Lord Minto, 1807-13: lawless condition of Bundelkund.

§8. In 1807 Lord Minto succeeded Barlow as Governor-General. He broke the spell of non-intervention. South of the river Jumna, between the frontiers of Bengal and those of Sindia and Holkar, are the hills and jungles of Bundelkund. For centuries the chiefs of Bundelkund had never been more than half conquered. They never paid tribute to Mogul or Mahratta unless compelled by force of arms; and they kept the country in constant anarchy by their lawless acts and endless feuds.

British conquest.

When the Peishwa accepted the British alliance, he ceded Bundelkund for the maintenance of the Poona Subsidiary Force. Of course the cession was a sham. The Peishwa ceded territory which only nominally belonged to him, and the British were too happy in concluding a subsidiary alliance to inquire too nicely into his sovereign rights over Bundelkund. The result was that the chiefs of Bundelkund defied the British as they defied the Peishwa, and Sir George Barlow sacrificed revenue and ignored brigandage rather than interfere with his western neighbours. Lord Minto found that there were a hundred and fifty leaders of banditti in Bundelkund, who held as many fortresses, settled all disputes by the sword, and offered an asylum to all the bandits and burglars that escaped from British territory. Lord Minto organised an expedition which established for a while something like peace and order in Bundelkund, and secured the collection of tribute with a regularity which had been unknown for centuries.

Dangers in the Punjab.

Lord Minto's main work was to keep Napoleon and the French out of India. The north-west frontier was still vulnerable, but the Afghans had retired from the Punjab, and the once famous Runjeet Singh had founded a Sikh kingdom between the Indus and the Sutlej. As far as the British were concerned, the Sikhs formed a barrier against the Afghans; and Runjeet Singh was apparently friendly, for he had refused to shelter Jaswant Rao Holkar in his flight from Lord Lake. But there was no knowing what Runjeet Singh might do if the French found their way to Lahore. To crown the perplexity, the Sikh princes on the British side of the river Sutlej, who had done homage to the British government during the campaigns of Lord Lake, were being conquered by Runjeet Singh, and were appealing to the British government for protection.

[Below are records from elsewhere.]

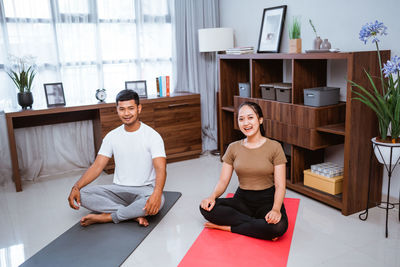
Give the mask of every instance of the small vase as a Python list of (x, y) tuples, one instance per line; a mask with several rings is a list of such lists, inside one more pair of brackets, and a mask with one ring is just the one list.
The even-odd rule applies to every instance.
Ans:
[(289, 53), (301, 53), (301, 39), (289, 40)]
[(321, 47), (321, 43), (322, 43), (321, 38), (319, 38), (319, 36), (315, 37), (313, 49), (314, 50), (319, 50), (320, 47)]
[(321, 49), (331, 49), (331, 43), (328, 41), (328, 39), (324, 39), (324, 41), (321, 43)]
[(32, 109), (32, 92), (18, 93), (18, 104), (22, 107), (22, 109), (27, 109), (28, 107)]

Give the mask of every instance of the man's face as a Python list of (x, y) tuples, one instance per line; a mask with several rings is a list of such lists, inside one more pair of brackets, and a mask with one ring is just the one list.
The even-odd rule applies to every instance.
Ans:
[(139, 119), (142, 106), (136, 105), (135, 100), (118, 101), (117, 112), (122, 123), (131, 126)]

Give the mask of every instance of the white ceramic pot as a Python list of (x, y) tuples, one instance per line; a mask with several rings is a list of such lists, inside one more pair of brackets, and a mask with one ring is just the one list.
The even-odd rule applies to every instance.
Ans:
[(398, 163), (400, 158), (400, 143), (382, 143), (376, 141), (376, 137), (371, 139), (372, 148), (374, 149), (375, 156), (382, 164), (389, 165), (390, 163), (390, 150), (392, 149), (392, 166)]

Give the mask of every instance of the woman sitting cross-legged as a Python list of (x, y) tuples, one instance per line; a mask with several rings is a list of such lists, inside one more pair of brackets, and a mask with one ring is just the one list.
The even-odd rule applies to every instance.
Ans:
[[(229, 145), (222, 158), (218, 184), (211, 196), (201, 202), (200, 212), (209, 221), (206, 227), (276, 240), (288, 228), (283, 204), (286, 157), (278, 142), (264, 137), (259, 105), (242, 103), (238, 123), (246, 138)], [(233, 198), (219, 198), (233, 170), (239, 178), (239, 188)]]

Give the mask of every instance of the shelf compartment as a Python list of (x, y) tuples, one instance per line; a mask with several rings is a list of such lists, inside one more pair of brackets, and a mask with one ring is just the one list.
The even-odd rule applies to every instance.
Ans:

Mission to Runjeet Singh, 1808-9.

In 1808-9 a young Bengal civilian, named Charles Metcalfe, was sent on a mission to Lahore. The work before him was difficult and complicated, and somewhat trying to the nerves. The object was to secure Runjeet Singh as a useful ally against the French and Afghans, whilst protecting Sikh states on the British side of the Sutlej, namely, Jhind, Nabha, and Patiala.

Runjeet Singh was naturally disgusted at being checked by British interference. It was unfair, he said, for the British to wait until he had conquered the three states, and then to demand possession. Metcalfe cleverly dropped the question of justice, and appealed to Runjeet Singh's self-interest. By giving up the three states, Runjeet Singh would secure an alliance with the British, a strong frontier on the Sutlej, and freedom to push his conquests on the north and west. Runjeet Singh took the hint. He withdrew his pretensions from the British side of the Sutlej, and professed a friendship which remained unbroken until his death in 1839; but he knew what he was about. He conquered Cashmere on the north, and he wrested Peshawar from the Afghans; but he refused to open his dominions to British trade, and he was jealous to the last of any attempt to enter his territories.